第36話 秋月の家族
「モコちゃん元気だった~?」
「ワン!」
菊郎から降りた紅葉がモコの頭を撫でる。モコは尻尾をぶんぶん振り、目を細めて喜んだ。
なんとも微笑ましい光景に、秋月も頬を緩ませている。
「それにしても驚いたなぁ。紅葉と知り合いだったなんて」
「あぁ。前にモコとホームセンターへ行った時に出会ったんだ」
それを聞いた秋月がハッと目を見開く。
「そういえば紅葉が言ってた! 買い物に行った時に可愛いモンスターを連れた男の人に会ったって。それが風間さんだったんだね」
秋月が嬉しそうに言った。世間は広いようで狭いな。
「ワウワウ!」
「ピキィ!?」
話していると、山守家の愛犬・菊郎がラムに近づき、ぺろりと舐めた。驚いたラムはぴょんと跳ねて俺の足元へ逃げ込む。
「ピキュ~……」
「はは、そんなに怖がらなくて大丈夫だよ。菊郎はいい子だからな」
ラムが俺の足裏に隠れるようにして、か細い声を上げたので説明した。誤解は解いておかないとな。
「うん! 菊郎もラムちゃんと仲良くしたいと思ってるんだよ」
秋月もラムの前で屈んで優しく伝えた。やっぱり飼い主としてお互い仲良くやってもらいたいんだろうな。
「ピキィ~?」
「ワウワウ!」
ラムがそっと体を出すと、菊郎は嬉しそうにお座りして舌を出し、ラムの反応を待つ。やがてラムが意を決したように頭へダイブ。
「ワオン!」
「ピキィ~♪」
ラムが頭上で跳ね回り、菊郎もご機嫌だ。クッ、全部が可愛い!
「私も乗る~」
「ワン!」
紅葉が背中に、続いてモコも飛び乗る。菊郎の頭や背ではしゃぐ天使たち──なんという眼福!
「はぁ~本当に可愛い」
秋月も目を細めて見守っていた。
──と、その背後から上品な女性の声。
「あらあら、楽しそうね。お帰りなさい、秋月」
現れたのは、以前ホームセンターで会った紅葉の母――当然、秋月の母でもある。
「お母さん、紹介するね。ダンジョンを良くしてくれた風間さんだよ」
「あら? そういえば以前お会いしましたね」
「はい、ご無沙汰しております」
深く頭を下げると、母親は穏やかに微笑んだ。
「娘から聞いていますよ。掃除までしてくださって、本当にありがとう。あの人も会いたがっているの。さあ、中へどうぞ」
立派な木戸が開き、風通しの良い玄関と磨かれた廊下が現れる。庭には飛び石と手入れの行き届いた松。落葉翁の人柄が偲ばれる和風の屋敷だ。

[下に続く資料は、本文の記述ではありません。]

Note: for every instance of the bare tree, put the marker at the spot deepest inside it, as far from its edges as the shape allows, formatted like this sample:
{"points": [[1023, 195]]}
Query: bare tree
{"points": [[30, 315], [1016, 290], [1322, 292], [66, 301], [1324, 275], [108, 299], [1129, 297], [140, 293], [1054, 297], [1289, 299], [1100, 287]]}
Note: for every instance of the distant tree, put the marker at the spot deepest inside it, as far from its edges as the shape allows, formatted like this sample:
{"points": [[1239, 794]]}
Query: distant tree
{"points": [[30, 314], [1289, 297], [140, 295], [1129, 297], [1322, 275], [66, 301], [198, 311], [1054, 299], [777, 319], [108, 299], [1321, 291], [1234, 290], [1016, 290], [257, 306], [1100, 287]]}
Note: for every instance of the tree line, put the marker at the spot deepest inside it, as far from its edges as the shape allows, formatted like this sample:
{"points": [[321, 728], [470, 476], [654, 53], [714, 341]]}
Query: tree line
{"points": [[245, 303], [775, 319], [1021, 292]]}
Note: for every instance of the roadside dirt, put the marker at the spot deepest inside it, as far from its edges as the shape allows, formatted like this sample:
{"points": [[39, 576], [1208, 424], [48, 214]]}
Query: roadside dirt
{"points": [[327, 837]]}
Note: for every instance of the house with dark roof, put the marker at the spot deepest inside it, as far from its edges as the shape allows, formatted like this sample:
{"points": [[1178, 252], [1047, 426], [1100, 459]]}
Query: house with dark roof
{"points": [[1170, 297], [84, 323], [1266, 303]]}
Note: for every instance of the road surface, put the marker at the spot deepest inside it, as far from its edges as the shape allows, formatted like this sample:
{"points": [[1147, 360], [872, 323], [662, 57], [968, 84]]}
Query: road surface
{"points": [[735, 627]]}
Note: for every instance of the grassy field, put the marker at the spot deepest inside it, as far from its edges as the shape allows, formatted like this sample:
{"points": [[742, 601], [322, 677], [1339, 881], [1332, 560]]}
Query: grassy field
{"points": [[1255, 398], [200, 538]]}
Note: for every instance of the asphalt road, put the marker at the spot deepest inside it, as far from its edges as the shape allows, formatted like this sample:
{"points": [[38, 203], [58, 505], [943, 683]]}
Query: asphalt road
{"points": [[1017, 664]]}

玄関で靴を脱ぐと、菊郎が「こっちだよ」と先導し、モコとラムも連なって歩く。紅葉が俺のコートの裾をくいっと引いた。
「ねえお兄ちゃん、ダンジョンに今度遊びに行ってもいい?」
「もちろん。ラムとモコも待ってるよ」
少女の笑顔が花開き、秋月もほっと安堵の息をつく。
こうして俺たちは、山守家へ案内されることになった――。